Queste donne, questo uso da parte delle donne del “potere” piace ed è consentito dagli uomini al potere economico e politico, dai partiti di destra come di opposizione, in primis il PD, perché non mette in discussione la sostanza del loro potere – anche la costruzione di questa manifestazione a Siena ha visto un concerto di forze e contributi sospetto (dalla Fondazione Monte dei Paschi di Siena, al Sindaco di Siena, da imprenditori locali, all’eco dato dalla stampa anche esplicitamente padronale, come il Corriere della Sera, ecc.).

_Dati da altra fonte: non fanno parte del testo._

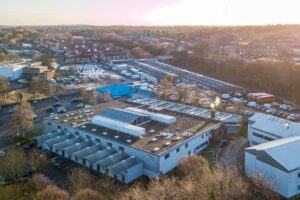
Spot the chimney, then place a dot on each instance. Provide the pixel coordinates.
(212, 113)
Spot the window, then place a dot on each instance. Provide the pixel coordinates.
(167, 156)
(262, 136)
(203, 144)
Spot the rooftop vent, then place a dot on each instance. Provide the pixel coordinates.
(167, 143)
(177, 138)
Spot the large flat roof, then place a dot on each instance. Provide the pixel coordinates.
(158, 137)
(274, 125)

Si tratta di storie di ordinaria servitù; che diventano ancora più pericolose quando, come oggi, si tratta di servitù in un sistema politico di moderno fascismo e di fascismo padronale, che soprattutto per le donne porta avanti un moderno medioevo.

Non basta certo denunciare a parole tutto questo. E’ necessaria un’altra strada, un'altra politica indipendente da questo vecchio e nuovo politicantismo, un'altra ideologia 'di parte', un altro movimento di lotta.

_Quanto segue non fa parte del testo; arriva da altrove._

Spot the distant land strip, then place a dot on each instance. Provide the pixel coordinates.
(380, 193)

Un movimento che sia femminista per esprimere con forza, determinazione la ribellione delle donne contro tutti gli aspetti di oppressione di questo sistema e dei/delle loro lacchè; che sia proletario, cioè della maggioranza delle donne, lavoratrici, precarie, di oggi o di domani, che sono doppiamente sfruttate e oppresse; che sia rivoluzionario perché la liberazione, la battaglia di dignità delle donne, la lotta contro i pesanti attacchi alle condizioni di lavoro e di vita, non è frutto di un’entrata delle donne in questo sistema, ma del suo rovesciamento.

Oggi questa strada richiede lo sciopero totale delle donne, che intrecci la ribellione di genere alla ribellione di classe. Uno sciopero che sicuramente non piacerà né alle Camusso, né ai Bersani, né alle Marcegaglia; uno sciopero che sicuramente non vedrà accorrere benevole testate di stampa o televisioni, che anzi faranno di tutto per oscurarlo o attaccarlo; uno sciopero che sicuramente non vedrà nessuna regista mettere la sua esperienza a sostegno di questa che sarebbe un’effettiva novità. Ma uno sciopero che apre la strada necessaria.
Occorre unire le forze, lavorare per questo sciopero. Altrimenti anche ogni giusta denuncia della due giorni di Siena resta impotente e, come è già successo dopo il 13 febbraio – nonostante varie e importanti lotte di lavoratrici, precarie, donne – ciò che va avanti, chi ha “voce”, chi si pone come “rappresentante” dei bisogni delle donne sono quelle che contribuiscono all’attuale condizione delle donne.